Sunday, January 31, 2010

Number 676

Hangman hung up

"Gallows Ghoul," expertly illustrated by Bob ("Fuje") Fujitani for the Fall 1943 issue of Hangman Comics #8, is a morbid murder tale partially rewritten, probably because it was too morbid. The clumsy re-lettering in certain captions and speech balloons looks like a last minute attempt to mitigate the horrors of a man killing his wife and then throwing his young son out the window of a tall building. I'm reading between the lines, but changing the murdered woman to a "half-sister" of killer Ed Jennings, and the boy into the half-sister's son doesn't make sense. Just do what I did and substitute the word "wife" for "half-sister." I don't think killing one's half-sister is any more acceptable than one's wife, but it appears that somebody had second thoughts about this story and made the changes before this issue went to press.

The stereotype of mental illness is pretty sickening, also, but it isn't untypical of the era in which it was published.

Hard to believe that MLJ Comics, which published some of the more lurid and sensational comic books of its era, did an about-face and went with the much less objectionable Archie characters.

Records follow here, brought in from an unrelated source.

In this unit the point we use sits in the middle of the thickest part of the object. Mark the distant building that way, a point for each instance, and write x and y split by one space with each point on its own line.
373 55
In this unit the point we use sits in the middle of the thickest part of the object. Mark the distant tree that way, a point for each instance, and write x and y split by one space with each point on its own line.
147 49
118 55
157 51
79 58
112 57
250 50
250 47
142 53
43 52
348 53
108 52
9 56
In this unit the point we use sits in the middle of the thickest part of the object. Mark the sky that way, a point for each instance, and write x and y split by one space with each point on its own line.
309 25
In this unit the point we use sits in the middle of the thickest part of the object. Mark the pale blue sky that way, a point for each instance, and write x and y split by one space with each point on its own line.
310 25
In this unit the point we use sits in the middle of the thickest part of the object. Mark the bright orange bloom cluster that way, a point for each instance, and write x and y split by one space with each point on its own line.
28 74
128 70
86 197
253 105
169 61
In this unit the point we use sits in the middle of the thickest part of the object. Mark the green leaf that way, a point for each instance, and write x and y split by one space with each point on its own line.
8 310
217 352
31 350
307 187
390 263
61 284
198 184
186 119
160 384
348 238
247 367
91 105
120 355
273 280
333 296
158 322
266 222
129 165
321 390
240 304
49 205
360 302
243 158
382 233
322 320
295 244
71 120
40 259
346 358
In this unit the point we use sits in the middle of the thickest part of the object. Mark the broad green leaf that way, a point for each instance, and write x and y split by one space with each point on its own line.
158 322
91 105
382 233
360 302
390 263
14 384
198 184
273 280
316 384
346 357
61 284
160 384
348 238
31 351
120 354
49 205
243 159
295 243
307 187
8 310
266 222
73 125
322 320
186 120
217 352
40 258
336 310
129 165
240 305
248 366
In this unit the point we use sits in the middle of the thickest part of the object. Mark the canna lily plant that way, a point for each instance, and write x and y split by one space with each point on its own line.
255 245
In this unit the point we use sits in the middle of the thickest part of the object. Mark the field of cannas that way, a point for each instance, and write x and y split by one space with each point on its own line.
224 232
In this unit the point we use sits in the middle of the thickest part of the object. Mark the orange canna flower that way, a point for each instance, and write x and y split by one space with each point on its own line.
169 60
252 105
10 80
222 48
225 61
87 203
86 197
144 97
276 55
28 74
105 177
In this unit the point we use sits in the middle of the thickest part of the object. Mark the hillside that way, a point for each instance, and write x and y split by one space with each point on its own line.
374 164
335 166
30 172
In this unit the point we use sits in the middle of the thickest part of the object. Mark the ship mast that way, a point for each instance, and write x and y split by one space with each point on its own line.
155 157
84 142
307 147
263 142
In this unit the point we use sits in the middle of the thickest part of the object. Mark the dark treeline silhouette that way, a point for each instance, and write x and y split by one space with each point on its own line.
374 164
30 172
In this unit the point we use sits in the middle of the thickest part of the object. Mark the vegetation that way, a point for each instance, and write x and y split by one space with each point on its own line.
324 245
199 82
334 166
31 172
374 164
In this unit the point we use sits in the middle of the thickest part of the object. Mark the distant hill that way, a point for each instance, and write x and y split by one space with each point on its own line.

I'm sure a character like Hangman, and stories like "Gallows Ghoul," put the company under scrutiny by censorious types. MLJ made the right choice, since Archie has sustained them to this day.


Lysdexicuss said...

Frank Miller Daredevil work bears a strong resemblance to Fuje's Hangman; whether he was influenced or not. It is also more advanced in many ways than Will Eisner's stuff from this same period.

Pappy said...

Fujitani's artwork of this era looks influenced by Lou Fine and Eisner.

He made some style changes over a couple of decades. This Hangman story doesn't look anything like his 1962 work on Doctor Solar for Gold Key.

Nicholas Burns said...

I believe Fujitani was working in Eisner's shop, along with Lou Fine, at the time this story was drawn. Fujitani was a huge admirer of Lou Fine's work.


I've never seen his work in the
60's, but everything I've ever seen by him from the golden age is darn good! I loved the art on this one!

prof. grewbeard said...

that splash page is horrifying! how did they get away with that?!? love the art, though.

Mark said...

I would guess that the editor who had the villain changed thought that a kid reading the story (or a parent looking at junior's comic books) would be more disturbed by the thought of daddy murdering the family than having the family murdered by a creepy uncle.

Jeff Overturf said...

The linework in this is incredibly beautiful.

Thanks as always for spotlighting some gorgeous stuff that's much overlooked!

Kirk Jusko said...

Forget wife, why a half-sister and not a full-sister? That's another morally acceptable death?

Rhetorical question, unless you actually know the answer.